Fig. 1. CD19^neg B-ALL relapse following CAR-T therapy.

a Cell sorting strategy. Cells before (T1) and after (T2) CAR-T treatment were gated according to FSC/SSC profile (left FACS plots). Then, live cells (middle FACS plots) were analyzed according to CD3 and CD19 expression (right FACS plots; see also Supplementary Fig. 9). Gates of the four sorted subpopulations T1-CD19^pos, T1-CD19^neg, T2-CD19^pos, and T2-CD19^neg are highlighted in cyan, red, green, and gold, respectively. Those sorted subpopulations were labeled with a specific anti-CD45-HTO antibody, then multiplexed and analyzed by scRNAseq using the 10× Genomics single-cell 5′ technology.
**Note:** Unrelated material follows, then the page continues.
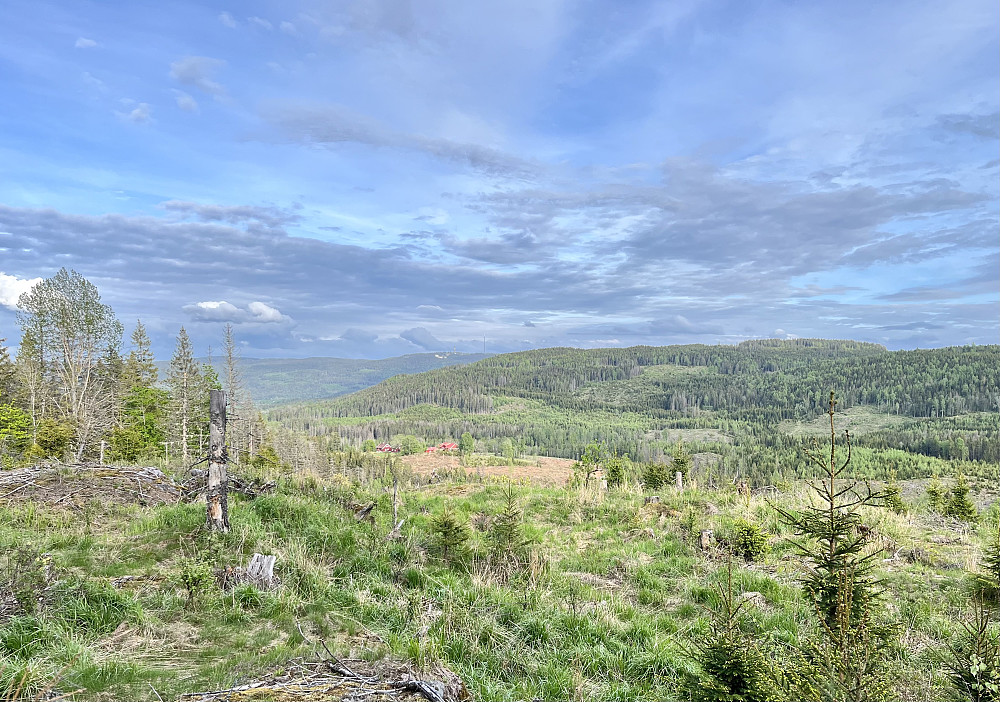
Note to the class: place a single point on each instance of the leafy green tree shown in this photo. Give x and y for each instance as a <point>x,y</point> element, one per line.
<point>75,339</point>
<point>52,439</point>
<point>15,431</point>
<point>466,444</point>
Some cells from T1-CD19^pos and T2-CD19^neg samples were used in bulk to prepare cDNA. b Seurat Dotplot showing the expression level of marker genes in each cluster. Dot size represents the percentage of cell expressing the gene of interest, while dot color represents the scaled average expression (Scaled Avg. Exp.) of the gene of interest across the various clusters (a negative value corresponds to an expression below the mean expression). We used CD34 and RPS14 expression as tumoral markers. Indeed FISH analysis revealed a 5q32 deletion, explaining RPS14 lower expression in B-ALL cells. c UMAP visualization of the six main clusters and their corresponding cell types of T1 and T2 sorted samples. d UMAP visualization of the four demultiplexed samples: T1-CD19^neg, T1-CD19^pos, T2-CD19^neg, and T2-CD19^pos. e Agarose gel of CD19 cDNA amplified products using exons-specific primer sets depicted on the top panel. PCR were performed with bulk cDNA from T1-CD19^pos cells and T2-CD19^neg cells. Agarose gel data are representative of two independent experiments. Lane “Lad” is the 1 kb DNA size marker. Schematic representations of PCR products indicated by “a”–“f” arrows are shown below the gel.